Many people dismiss their pain because they “didn’t have it that bad.” But the body doesn’t make that distinction — it only knows when it feels unsafe, unseen, or disconnected.

At Trauma Gym, we create space for both kinds of trauma — the loud and visible and the quiet and invisible.
Because all pain deserves understanding, and all healing deserves space.

From Trauma to Healing

Whether your experiences are “big T” or “small t,” healing begins with awareness and compassion.
It’s about learning how your body, emotions, and thoughts adapted to survive — and gently helping them find safety again.

As Gabor Maté says:

“The essence of trauma is disconnection — from ourselves, from others, and from the present moment.”

At Trauma Gym, we focus on restoring that connection — through the body, mind, and heart — one step at a time.

You Don’t Need to Compare Pain

Your story matters. Your reactions make sense.
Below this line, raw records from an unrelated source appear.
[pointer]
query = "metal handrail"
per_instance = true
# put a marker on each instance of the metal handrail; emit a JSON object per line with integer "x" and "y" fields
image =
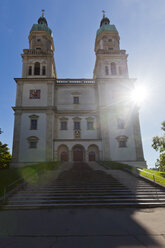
{"x": 151, "y": 174}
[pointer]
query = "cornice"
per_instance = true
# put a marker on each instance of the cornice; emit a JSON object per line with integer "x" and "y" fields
{"x": 22, "y": 108}
{"x": 80, "y": 140}
{"x": 76, "y": 112}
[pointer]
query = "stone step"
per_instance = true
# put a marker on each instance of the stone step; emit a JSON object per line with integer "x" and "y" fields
{"x": 16, "y": 198}
{"x": 82, "y": 204}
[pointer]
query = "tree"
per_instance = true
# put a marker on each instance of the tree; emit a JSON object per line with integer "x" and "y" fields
{"x": 5, "y": 156}
{"x": 159, "y": 145}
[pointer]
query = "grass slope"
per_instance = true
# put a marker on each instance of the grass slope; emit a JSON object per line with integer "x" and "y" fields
{"x": 159, "y": 176}
{"x": 32, "y": 173}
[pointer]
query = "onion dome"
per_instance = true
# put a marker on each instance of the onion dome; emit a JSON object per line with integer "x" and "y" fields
{"x": 105, "y": 25}
{"x": 104, "y": 21}
{"x": 42, "y": 25}
{"x": 42, "y": 20}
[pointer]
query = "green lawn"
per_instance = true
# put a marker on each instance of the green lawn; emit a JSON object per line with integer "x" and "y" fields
{"x": 117, "y": 166}
{"x": 28, "y": 173}
{"x": 159, "y": 176}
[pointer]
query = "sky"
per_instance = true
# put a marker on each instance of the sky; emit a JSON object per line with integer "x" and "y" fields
{"x": 74, "y": 23}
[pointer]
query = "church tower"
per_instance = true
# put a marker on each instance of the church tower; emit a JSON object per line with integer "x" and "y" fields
{"x": 119, "y": 118}
{"x": 34, "y": 102}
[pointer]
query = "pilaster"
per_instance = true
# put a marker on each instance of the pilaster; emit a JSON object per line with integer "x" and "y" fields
{"x": 16, "y": 138}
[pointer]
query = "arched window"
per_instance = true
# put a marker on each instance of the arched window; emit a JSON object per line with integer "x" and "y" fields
{"x": 113, "y": 68}
{"x": 33, "y": 140}
{"x": 30, "y": 70}
{"x": 37, "y": 68}
{"x": 106, "y": 70}
{"x": 43, "y": 70}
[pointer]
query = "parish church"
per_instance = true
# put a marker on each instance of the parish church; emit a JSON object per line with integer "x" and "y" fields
{"x": 75, "y": 119}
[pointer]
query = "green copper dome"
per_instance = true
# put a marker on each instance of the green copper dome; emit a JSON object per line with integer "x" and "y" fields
{"x": 106, "y": 27}
{"x": 41, "y": 26}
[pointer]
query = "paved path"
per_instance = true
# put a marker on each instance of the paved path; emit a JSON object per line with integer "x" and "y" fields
{"x": 81, "y": 228}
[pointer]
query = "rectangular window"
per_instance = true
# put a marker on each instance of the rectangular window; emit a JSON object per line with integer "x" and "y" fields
{"x": 90, "y": 125}
{"x": 76, "y": 125}
{"x": 34, "y": 94}
{"x": 63, "y": 125}
{"x": 33, "y": 124}
{"x": 121, "y": 123}
{"x": 43, "y": 70}
{"x": 76, "y": 100}
{"x": 33, "y": 144}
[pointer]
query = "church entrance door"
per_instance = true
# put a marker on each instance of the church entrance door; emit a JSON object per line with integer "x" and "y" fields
{"x": 64, "y": 156}
{"x": 78, "y": 153}
{"x": 92, "y": 156}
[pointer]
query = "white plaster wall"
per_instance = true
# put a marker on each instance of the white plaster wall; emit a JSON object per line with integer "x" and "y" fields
{"x": 87, "y": 98}
{"x": 111, "y": 94}
{"x": 69, "y": 133}
{"x": 26, "y": 101}
{"x": 107, "y": 62}
{"x": 27, "y": 154}
{"x": 121, "y": 153}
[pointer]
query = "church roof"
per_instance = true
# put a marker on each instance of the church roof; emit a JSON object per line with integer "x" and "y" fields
{"x": 106, "y": 27}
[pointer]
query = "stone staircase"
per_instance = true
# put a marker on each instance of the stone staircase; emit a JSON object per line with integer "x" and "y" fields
{"x": 83, "y": 186}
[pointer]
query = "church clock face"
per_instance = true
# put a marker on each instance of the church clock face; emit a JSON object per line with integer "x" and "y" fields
{"x": 34, "y": 94}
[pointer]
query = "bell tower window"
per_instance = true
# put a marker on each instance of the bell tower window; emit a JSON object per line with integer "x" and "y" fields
{"x": 43, "y": 70}
{"x": 37, "y": 68}
{"x": 113, "y": 68}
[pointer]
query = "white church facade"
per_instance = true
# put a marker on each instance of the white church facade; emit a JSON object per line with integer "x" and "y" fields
{"x": 75, "y": 119}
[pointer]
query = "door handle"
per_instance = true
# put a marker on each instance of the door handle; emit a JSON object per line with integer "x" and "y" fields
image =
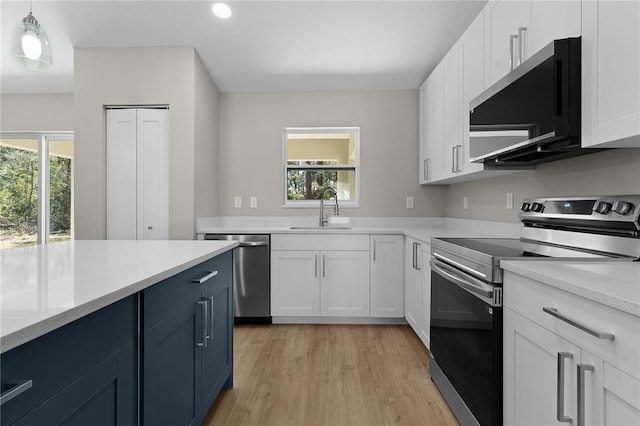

And whether your trauma came from a single event or a lifetime of small wounds, healing is possible.

Because the question isn’t “Was my trauma big enough?”
It’s “Am I ready to start listening to what my body and heart have been trying to tell me?”

References:

  • Centers for Disease Control and Prevention (CDC). (2023). Adverse Childhood Experiences (ACEs). U.S. Department of Health and Human Services.  https://www.cdc.gov/violenceprevention/aces/  
  • Felitti, V. J., Anda, R. F., Nordenberg, D., Williamson, D. F., Spitz, A. M., Edwards, V., ... & Marks, J. S. (1998). Relationship of childhood abuse and household dysfunction to many of the leading causes of death in adults: The Adverse Childhood Experiences (ACE) Study. American Journal of Preventive Medicine, 14(4), 245–258. https://doi.org/10.1016/S0749-3797(98)00017-8
  • Levine, P. A. (2010). In an unspoken voice: How the body releases trauma and restores goodness. Berkeley, CA: North Atlantic Books.
  • Maté, G. (2023). The myth of normal: Trauma, illness, and healing in a toxic culture. New York, NY: Avery.
  • Van der Kolk, B. A. (2014). The body keeps the score: Brain, mind, and body in the healing of trauma. New York, NY: Viking.